Experimental Cadaveric Biomechanical Study.
To establish an experimental procedure in cadavers to estimate joint stiffness/stability at craniovertebral junction (CVJ) region with various implant systems and to develop/validate an indigenous cost effective 3D—FEM (three-dimensional finite element model) of CVJ region.
Summary of Background Data.
Finite element analysis (FEM) tools can provide estimates of internal stress and strain in response to external loading of various implant systems used in CVJ fixations.
Experimental setup for conducting biomechanical movements on CVJ region of cadaver was developed using cost effective innovative tools. A manually actuated seven- degrees of freedom parallel manipulator motion testing system (MA7DPM) was designed and developed to impart designed trajectories and to conduct various biomechanical motion studies at CVJ region for the present study.
FEM model of CVJ region was developed and subsequently validated with CVJ morphometry data of 15 human subjects of Asian origin. Validated FEM was subjected to force motion studies at the CVJ region.

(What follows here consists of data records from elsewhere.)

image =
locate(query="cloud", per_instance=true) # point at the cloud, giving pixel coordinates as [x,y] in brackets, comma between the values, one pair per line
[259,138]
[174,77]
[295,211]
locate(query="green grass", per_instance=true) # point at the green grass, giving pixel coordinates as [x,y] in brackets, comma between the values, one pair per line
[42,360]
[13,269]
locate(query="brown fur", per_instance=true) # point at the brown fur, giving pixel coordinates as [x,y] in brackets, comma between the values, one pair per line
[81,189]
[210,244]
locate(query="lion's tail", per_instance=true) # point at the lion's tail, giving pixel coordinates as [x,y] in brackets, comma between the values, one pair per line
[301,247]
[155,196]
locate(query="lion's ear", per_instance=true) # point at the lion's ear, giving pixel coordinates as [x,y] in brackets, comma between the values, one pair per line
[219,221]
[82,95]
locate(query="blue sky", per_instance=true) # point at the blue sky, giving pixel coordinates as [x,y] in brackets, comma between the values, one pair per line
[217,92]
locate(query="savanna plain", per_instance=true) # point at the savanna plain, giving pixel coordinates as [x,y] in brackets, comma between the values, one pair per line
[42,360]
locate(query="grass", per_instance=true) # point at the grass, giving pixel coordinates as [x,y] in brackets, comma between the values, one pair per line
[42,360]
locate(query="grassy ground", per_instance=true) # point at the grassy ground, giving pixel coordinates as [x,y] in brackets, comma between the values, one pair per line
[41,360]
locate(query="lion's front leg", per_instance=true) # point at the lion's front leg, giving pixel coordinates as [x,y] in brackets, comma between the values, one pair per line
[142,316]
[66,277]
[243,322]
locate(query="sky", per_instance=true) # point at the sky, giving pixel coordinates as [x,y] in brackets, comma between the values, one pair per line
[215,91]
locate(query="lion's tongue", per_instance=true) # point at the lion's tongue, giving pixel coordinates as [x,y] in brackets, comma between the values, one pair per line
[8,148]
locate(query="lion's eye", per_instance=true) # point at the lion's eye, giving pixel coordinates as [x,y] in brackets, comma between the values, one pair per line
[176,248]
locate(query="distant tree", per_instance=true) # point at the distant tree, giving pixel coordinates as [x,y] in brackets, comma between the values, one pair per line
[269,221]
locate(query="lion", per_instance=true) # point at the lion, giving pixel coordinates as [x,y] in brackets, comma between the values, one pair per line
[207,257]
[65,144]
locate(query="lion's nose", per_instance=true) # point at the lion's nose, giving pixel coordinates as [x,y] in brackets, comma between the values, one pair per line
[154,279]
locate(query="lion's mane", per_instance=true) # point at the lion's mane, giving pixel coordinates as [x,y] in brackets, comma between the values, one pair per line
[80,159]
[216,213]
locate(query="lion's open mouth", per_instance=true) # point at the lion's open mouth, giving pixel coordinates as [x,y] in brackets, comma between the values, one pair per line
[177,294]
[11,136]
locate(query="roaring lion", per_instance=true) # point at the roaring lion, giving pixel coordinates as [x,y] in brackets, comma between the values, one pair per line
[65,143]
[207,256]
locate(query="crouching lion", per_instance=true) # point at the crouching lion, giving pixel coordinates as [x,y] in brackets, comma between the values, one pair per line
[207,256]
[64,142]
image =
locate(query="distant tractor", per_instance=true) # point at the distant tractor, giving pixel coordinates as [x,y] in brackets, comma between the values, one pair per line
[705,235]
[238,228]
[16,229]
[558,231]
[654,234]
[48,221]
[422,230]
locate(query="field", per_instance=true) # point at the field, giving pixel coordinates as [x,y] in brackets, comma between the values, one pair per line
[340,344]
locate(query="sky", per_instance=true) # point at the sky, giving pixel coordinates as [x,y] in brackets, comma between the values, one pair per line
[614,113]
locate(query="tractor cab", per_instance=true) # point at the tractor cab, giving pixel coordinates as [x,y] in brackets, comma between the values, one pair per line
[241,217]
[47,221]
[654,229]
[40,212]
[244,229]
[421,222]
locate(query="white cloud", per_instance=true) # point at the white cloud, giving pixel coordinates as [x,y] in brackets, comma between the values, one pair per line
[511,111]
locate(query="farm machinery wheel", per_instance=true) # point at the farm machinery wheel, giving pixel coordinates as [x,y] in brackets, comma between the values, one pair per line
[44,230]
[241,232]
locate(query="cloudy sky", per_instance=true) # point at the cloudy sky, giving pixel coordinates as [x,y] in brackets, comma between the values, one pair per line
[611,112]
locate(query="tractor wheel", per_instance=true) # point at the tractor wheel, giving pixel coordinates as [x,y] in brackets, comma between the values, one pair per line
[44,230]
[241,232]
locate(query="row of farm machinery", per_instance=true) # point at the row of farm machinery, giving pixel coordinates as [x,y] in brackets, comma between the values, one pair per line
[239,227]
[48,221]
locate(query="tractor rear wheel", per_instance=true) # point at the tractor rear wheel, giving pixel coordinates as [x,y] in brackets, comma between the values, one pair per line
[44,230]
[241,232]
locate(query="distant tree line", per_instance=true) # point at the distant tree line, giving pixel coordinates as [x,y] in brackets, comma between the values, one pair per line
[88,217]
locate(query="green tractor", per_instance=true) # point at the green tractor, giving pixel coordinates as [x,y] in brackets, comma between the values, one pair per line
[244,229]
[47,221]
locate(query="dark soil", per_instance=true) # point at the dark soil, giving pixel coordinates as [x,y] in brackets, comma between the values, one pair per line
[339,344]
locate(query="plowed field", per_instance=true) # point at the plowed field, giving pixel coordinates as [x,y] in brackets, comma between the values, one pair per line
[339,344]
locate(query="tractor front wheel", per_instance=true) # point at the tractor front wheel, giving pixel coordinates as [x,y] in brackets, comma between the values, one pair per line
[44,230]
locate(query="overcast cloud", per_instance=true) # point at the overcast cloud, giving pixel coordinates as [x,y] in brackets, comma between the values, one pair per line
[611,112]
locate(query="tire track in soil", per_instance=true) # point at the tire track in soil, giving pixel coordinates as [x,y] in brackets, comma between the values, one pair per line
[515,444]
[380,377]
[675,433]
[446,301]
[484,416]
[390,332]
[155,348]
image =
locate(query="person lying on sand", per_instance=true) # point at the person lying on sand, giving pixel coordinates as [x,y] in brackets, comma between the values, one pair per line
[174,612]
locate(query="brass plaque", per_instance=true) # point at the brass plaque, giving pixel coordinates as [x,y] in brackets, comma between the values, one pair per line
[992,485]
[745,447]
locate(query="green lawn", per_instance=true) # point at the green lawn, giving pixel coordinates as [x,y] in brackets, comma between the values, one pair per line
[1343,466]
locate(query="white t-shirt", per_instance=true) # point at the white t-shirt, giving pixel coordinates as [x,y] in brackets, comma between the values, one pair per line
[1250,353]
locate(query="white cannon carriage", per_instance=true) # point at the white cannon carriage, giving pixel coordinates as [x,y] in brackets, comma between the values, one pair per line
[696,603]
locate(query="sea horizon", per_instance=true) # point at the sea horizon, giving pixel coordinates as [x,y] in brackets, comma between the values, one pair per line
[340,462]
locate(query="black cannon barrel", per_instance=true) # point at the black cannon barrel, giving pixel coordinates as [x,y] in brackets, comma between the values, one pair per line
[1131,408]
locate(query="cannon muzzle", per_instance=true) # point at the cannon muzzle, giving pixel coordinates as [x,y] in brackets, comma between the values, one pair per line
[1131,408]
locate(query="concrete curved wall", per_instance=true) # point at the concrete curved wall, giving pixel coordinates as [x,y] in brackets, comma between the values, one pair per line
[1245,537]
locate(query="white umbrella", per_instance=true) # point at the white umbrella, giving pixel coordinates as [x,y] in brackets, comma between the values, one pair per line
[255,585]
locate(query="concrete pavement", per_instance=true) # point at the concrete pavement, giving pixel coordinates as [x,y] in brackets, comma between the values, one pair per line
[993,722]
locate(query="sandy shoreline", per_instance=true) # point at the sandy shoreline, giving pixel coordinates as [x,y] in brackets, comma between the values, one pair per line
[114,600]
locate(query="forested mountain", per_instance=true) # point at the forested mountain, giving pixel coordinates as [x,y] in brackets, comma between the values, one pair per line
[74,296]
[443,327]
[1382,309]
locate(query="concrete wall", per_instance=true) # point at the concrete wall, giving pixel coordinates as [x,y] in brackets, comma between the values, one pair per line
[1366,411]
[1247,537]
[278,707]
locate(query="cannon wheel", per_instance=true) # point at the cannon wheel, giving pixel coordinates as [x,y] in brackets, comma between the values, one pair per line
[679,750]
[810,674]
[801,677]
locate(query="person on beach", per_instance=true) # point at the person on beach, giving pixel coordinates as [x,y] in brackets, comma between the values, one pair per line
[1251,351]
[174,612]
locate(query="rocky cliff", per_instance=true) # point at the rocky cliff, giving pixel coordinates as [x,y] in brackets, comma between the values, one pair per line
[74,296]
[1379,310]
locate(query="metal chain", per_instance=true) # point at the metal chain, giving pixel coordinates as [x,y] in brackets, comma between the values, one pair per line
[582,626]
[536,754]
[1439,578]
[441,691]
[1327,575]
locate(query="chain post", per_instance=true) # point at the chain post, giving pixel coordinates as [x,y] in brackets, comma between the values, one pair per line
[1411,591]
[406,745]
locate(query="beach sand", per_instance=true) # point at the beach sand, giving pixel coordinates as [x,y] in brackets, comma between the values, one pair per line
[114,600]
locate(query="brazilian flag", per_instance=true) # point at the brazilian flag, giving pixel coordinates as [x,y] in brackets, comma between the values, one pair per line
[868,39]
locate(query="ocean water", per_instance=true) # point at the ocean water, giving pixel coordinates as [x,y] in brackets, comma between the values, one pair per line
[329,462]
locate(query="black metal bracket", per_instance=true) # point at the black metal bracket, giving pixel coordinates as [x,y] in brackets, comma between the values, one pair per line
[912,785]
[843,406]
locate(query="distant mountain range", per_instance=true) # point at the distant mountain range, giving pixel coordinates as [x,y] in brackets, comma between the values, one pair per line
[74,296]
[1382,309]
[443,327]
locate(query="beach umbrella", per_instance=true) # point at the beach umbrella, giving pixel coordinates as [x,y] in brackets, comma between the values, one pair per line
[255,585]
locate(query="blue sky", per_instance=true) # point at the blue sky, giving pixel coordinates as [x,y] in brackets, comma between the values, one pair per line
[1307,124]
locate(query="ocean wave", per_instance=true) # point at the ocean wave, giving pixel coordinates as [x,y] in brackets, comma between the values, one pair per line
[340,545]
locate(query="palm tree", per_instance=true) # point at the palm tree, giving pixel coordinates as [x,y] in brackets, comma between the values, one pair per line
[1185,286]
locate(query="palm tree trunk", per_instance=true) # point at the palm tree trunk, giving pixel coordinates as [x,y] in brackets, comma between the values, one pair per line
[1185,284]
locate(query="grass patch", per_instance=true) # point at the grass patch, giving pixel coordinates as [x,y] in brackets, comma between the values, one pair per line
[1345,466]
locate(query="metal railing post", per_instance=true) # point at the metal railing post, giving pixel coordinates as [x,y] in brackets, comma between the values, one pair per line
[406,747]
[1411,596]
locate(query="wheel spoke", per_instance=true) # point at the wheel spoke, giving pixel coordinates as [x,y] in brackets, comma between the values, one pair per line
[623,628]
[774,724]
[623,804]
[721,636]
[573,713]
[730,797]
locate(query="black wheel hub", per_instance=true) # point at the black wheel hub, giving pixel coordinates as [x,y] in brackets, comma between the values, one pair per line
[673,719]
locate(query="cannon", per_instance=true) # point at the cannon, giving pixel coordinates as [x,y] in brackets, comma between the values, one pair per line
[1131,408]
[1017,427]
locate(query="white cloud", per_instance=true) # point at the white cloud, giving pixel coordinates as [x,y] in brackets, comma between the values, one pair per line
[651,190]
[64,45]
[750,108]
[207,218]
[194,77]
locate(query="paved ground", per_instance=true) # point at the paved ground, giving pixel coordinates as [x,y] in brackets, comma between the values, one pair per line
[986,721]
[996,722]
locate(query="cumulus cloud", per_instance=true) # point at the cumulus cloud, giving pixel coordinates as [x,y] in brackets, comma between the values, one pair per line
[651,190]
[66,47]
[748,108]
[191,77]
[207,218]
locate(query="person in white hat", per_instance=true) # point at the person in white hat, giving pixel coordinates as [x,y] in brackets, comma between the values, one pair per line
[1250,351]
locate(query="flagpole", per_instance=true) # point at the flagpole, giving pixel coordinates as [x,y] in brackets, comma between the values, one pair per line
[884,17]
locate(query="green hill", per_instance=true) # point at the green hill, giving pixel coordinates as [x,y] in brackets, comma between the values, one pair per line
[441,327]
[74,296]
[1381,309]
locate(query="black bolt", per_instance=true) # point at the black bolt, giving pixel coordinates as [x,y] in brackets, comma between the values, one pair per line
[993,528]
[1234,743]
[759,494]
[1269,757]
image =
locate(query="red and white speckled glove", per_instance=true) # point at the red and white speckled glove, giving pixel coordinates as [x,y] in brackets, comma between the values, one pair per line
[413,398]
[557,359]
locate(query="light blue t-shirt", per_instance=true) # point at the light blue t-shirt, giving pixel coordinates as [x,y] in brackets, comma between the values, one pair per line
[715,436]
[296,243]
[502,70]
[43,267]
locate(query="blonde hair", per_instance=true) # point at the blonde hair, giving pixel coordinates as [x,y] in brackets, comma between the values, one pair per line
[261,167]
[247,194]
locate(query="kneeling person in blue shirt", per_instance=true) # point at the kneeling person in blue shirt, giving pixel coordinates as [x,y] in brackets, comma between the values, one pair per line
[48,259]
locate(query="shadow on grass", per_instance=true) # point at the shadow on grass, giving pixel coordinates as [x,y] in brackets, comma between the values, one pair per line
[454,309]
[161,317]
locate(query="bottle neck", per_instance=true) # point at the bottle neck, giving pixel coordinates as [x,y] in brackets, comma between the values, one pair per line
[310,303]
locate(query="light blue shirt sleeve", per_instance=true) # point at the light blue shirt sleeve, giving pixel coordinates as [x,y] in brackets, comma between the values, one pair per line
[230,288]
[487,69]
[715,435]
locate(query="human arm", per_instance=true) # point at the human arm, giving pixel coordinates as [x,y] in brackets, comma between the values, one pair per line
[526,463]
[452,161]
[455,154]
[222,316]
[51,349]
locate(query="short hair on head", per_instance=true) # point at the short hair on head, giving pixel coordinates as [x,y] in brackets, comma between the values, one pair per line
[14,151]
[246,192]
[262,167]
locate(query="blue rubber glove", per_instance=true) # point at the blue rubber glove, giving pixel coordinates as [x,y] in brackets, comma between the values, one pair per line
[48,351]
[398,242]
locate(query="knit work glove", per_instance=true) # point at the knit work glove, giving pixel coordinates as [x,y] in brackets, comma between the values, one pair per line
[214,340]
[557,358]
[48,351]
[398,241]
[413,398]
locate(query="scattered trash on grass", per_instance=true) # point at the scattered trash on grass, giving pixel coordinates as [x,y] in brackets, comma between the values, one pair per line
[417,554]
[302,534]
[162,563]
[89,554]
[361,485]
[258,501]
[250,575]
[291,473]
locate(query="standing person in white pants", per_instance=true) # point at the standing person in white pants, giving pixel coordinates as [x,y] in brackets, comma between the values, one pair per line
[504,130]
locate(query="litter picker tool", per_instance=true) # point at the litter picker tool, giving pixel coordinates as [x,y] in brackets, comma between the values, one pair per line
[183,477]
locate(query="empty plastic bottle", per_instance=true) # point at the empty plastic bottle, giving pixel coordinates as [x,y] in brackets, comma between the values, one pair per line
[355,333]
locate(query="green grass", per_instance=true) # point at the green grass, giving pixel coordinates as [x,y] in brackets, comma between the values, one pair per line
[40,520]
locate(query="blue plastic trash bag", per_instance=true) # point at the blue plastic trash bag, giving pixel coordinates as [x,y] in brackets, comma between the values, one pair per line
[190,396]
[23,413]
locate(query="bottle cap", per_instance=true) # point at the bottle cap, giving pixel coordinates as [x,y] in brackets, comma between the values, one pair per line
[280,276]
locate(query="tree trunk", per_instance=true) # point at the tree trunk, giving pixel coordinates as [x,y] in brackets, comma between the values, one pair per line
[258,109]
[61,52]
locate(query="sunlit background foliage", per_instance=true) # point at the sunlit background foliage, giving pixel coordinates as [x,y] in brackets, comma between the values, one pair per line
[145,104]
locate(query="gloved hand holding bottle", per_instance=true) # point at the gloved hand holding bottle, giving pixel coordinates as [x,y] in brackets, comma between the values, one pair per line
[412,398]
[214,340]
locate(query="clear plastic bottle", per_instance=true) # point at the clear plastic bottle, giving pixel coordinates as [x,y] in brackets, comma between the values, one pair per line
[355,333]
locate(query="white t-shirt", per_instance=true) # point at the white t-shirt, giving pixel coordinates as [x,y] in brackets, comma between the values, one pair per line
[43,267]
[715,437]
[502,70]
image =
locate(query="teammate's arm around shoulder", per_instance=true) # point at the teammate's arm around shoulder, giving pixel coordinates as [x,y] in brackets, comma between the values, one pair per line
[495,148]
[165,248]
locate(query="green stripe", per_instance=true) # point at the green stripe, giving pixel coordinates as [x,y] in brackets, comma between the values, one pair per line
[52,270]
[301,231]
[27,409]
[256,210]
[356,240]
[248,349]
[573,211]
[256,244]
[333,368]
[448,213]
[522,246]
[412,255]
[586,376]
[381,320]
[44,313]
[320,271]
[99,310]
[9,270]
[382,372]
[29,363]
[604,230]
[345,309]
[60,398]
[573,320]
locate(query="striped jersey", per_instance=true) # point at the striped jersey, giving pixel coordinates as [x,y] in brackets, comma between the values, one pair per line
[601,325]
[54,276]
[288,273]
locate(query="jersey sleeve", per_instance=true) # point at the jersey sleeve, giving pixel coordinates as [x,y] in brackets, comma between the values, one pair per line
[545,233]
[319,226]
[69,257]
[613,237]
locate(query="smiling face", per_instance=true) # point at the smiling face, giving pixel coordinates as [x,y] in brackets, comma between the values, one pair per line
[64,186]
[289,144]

The force-motion maps obtained from the FEM studies were subsequently validated against biomechanical experiment results from cadaveric experiment results obtained with three different implant fixations.
A cost effective biomechanical tool (which did not require decapitation of cadaveric head) and a customised chair (to place cadaver in sitting position during conduct of biomechanical movements simulating real-life scenario) was indigenously designed and developed. Developed biomechanical tool (MA7DPM) for this study is likely to be useful for stress-testing analysis of various implant systems for individual patients undergoing surgery at CVJ region in near future.